Last month, the company announced that it would sell its patents and biobank to New Day Diagnostics for about $12.1 million in cash and milestone payments and a small stake in New Day Diagnostics. The deal is still subject to approval by Epigenomics shareholders. 


OpGen this week reported that its Q2 2023 revenues were about $736,137 down from $967,205 in the year-ago quarter. The company posted a net loss of $5.8 million, or $.93 per share, compared to $5.8 million, or $2.51 per share, in Q2 2022. OpGen used more than 6.2 million shares to calculate its loss per share figure in Q2 2023 compared to more than 2.3 million shares to calculate its year-ago loss per share number. The firm ended the quarter with $3.2 million in cash and cash equivalents.  

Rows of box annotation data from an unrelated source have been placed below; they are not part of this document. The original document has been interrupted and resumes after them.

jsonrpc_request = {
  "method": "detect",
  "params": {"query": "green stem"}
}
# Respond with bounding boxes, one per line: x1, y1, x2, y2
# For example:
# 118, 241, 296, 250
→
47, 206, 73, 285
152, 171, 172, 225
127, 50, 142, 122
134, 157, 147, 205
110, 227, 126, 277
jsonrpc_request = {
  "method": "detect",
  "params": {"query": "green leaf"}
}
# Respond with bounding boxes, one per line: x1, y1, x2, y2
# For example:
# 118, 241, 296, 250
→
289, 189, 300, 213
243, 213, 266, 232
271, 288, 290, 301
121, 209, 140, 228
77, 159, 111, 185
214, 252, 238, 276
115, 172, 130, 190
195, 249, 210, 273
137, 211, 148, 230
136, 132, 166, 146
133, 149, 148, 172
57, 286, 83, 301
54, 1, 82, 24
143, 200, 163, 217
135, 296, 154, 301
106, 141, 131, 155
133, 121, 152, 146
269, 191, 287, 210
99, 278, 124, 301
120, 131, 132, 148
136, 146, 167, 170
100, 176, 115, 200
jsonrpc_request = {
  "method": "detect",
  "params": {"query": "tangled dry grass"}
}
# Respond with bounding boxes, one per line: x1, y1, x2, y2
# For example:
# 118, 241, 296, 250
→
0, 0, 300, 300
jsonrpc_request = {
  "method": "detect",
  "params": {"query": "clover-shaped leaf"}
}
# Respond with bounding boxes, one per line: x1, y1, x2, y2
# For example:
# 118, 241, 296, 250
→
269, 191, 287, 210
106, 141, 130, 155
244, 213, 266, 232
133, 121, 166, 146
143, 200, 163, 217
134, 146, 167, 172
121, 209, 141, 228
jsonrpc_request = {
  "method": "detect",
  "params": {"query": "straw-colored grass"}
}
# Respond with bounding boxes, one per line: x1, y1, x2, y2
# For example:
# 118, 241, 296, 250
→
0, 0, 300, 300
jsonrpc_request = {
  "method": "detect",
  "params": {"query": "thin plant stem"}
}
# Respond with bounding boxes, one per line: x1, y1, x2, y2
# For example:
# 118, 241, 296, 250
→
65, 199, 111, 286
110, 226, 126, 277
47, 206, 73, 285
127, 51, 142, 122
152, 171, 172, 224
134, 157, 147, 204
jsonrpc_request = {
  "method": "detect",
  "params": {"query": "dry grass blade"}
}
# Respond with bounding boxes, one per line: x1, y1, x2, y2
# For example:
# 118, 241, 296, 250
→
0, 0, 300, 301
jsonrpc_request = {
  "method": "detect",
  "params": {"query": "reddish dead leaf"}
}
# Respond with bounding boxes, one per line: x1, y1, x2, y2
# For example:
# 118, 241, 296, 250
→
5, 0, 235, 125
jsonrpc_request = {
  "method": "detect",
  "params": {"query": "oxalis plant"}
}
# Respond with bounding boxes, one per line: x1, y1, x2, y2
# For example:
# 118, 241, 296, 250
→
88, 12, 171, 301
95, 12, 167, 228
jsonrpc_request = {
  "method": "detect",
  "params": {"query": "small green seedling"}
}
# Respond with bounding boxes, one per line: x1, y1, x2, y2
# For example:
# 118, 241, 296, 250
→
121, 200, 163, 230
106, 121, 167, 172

The company said that it does not expect that its current cash will be enough to fund its operations beyond September and has pursued options to improve its cash position or mitigate a liquidity shortfall. OpGen also said that it is considering all alternatives, including restructuring or refinancing its debt, seeking additional debt or equity capital, reducing or delaying its business activities, selling assets, and other strategic transactions or other measures, including obtaining relief under US as well as applicable foreign bankruptcy laws. 


Autoimmune testing firm Exagen said this week that its second quarter revenues nearly doubled year over year to $14.1 million from $7.6 million. The San Diego-based company said the increase was primarily driven by an increase in the average sales price for its Avise CTD test, as well as Medicare revenue that was constrained in the year-ago period that was recognized in Q3 2022. During Q2 2023, a record 37,749 CTD tests were delivered, an 8 percent rise year over year. Exagen had a net loss of $5 million, or $.28 per share, compared to a net loss of $14.7 million, or $.86 per share, a year ago. It finished the quarter with $31.5 million in cash and cash equivalents. For the third quarter, it expects between $10 million and $10.5 million in revenues. 


MyHealthChecked this week reported a sharp drop in revenues for the first half of 2023, to £2.5 million ($3.2 million) from £9.8 million in H1 2022, due to a reduction in demand for COVID-19 tests. Revenues were mainly driven by sales of COVID-19 lateral flow tests for at-home use through pharmacy retailers. In May, the company signed an agreement with pharmacy chain Boots to offer MyHealthChecked's full range of at-home testing products. As of June 30, the company had £5 million in cash left. 


Talis Biomedical this week said its second quarter revenues inched up to $581,000 from $572,000 a year ago. Grant revenues shot up to $533,000 from $70,000, while product revenues dropped to $48,000 from $502,000. For the three months ended June 30, the Redwood City, California-based developer of point-of-care tests had a net loss of $15.0 million, or $8.27 per share, compared to a net loss of $27.0 million, or $15.01 per share, in Q2 2022. It cut its R&D costs to $10.6 million in the recently completed quarter from $17.4 million a year ago and lowered its SG&A spending to $6.4 million from $9.2 million. Talis ended Q2 2023 with $98.2 million in cash and cash equivalents and $1.0 million in restricted cash. In a statement, the company noted it has started a clinical study to support a 510(k) submission to the US Food and Drug Admission for its Talis One system for COVID-19 testing. Last month, the firm said it had regained compliance with a Nasdaq listing requirement calling for a minimum bid price of $1.00 per share for the firm's stock.


In Brief This Week is a selection of news items that may be of interest to our readers but had not previously appeared on 360Dx.